Published Web Location

http://trainorlab.ucdavis.edu/publications.html
No data is associated with this publication.
Abstract

© 2014 Elsevier Ltd. Vasopressin signaling has important effects on the regulation of social behaviors and stress responses, and is considered a promising pathway to target for new therapeutics of stress-induced psychiatric disorders. Although there is evidence for sex differences in the behavioral effects of arginine vasopressin (AVP), few data have directly compared the effects of stress on endogenous AVP signaling in males and females. We used California mice (. Peromyscus californicus) to study the short and long term effects of social defeat stress on AVP immunoreactive cells in the paraventricular nucleus (PVN) and the posteromedial bed nucleus of the stria terminalis (BNSTmp).
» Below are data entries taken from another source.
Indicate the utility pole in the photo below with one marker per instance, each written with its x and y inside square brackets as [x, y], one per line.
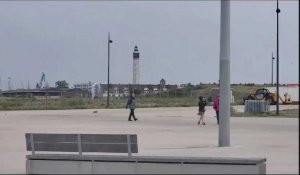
[224, 123]
[277, 72]
[108, 59]
[9, 83]
[272, 69]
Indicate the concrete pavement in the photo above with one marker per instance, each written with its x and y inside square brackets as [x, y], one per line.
[161, 131]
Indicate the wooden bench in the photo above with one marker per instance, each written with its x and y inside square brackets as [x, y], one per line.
[79, 162]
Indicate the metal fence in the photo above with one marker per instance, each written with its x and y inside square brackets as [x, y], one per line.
[257, 106]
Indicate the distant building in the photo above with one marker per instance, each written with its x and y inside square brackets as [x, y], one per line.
[124, 90]
[92, 88]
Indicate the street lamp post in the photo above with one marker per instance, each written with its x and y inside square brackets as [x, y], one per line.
[272, 69]
[277, 72]
[109, 41]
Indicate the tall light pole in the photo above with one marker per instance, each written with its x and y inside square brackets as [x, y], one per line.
[108, 42]
[9, 84]
[273, 58]
[224, 123]
[277, 72]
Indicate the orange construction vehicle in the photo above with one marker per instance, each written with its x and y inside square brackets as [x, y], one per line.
[265, 94]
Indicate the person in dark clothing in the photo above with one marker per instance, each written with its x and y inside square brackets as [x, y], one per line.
[201, 104]
[216, 106]
[131, 105]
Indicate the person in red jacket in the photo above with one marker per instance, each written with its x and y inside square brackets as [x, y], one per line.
[216, 106]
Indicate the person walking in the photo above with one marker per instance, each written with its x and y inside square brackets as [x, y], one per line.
[131, 105]
[201, 104]
[216, 106]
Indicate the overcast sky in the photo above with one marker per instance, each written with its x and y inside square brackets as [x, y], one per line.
[178, 41]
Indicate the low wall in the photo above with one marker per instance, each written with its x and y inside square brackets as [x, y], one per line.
[142, 165]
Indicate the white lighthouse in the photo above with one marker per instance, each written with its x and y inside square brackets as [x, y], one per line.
[136, 66]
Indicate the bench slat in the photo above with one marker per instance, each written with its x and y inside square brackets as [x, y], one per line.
[89, 143]
[108, 138]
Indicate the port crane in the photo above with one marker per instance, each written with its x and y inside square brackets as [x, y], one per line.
[39, 85]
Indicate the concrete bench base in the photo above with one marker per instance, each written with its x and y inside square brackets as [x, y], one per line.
[87, 164]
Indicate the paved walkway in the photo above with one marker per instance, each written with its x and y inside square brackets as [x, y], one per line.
[161, 131]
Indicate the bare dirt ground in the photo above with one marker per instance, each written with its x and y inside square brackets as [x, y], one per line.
[161, 132]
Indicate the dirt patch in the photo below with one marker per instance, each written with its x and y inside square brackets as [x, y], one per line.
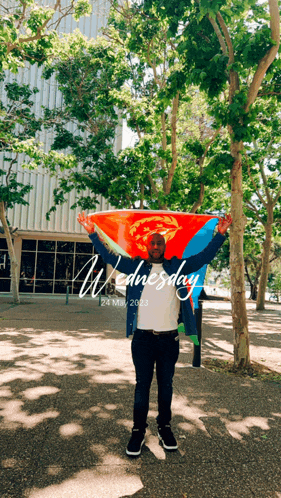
[255, 370]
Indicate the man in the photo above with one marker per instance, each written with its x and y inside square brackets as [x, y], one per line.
[154, 309]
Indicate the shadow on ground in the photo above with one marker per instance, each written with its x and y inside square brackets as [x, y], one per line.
[66, 406]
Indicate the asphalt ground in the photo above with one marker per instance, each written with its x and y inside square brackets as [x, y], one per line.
[66, 398]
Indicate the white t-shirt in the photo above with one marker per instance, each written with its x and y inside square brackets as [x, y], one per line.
[158, 308]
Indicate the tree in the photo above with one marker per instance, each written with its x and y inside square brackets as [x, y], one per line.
[166, 167]
[227, 49]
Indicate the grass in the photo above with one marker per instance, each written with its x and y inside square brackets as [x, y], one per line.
[254, 371]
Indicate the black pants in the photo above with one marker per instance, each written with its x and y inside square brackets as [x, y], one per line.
[148, 349]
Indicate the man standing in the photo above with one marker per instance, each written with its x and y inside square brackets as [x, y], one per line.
[154, 309]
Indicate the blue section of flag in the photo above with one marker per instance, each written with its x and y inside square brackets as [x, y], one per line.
[200, 240]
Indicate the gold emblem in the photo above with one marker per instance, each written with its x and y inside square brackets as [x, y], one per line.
[165, 225]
Acute exposure to defeat increased AVP/c-fos cells in the PVN and SON of both males and females. In contrast, there were sex differences in the long term effects of defeat. Males but not females exposed to defeat had less avp mRNA in the PVN, and in two experiments defeat reduced the number of AVP positive cells in the caudal PVN of males but not females. Interestingly, during relatively benign social encounters with a target mouse, there was a rapid decrease in AVP percent staining (including cell bodies and fibers) in the PVN of males but not females. Defeat reduced AVP percent staining in males, but did not block the socially induced decrease in percent staining. When mice were tested in resident-intruder tests, males exposed to defeat were no less aggressive than control males whereas aggression was abolished in females. However, bouts of aggression were positively correlated with the number of AVP neurons in the BNSTmp of control males but not stressed males, suggesting that different mechanisms mediate aggression in control and stressed males. These data show that while acute AVP responses to defeat are similar in males and females, the long term effects of defeat on AVP are stronger in males.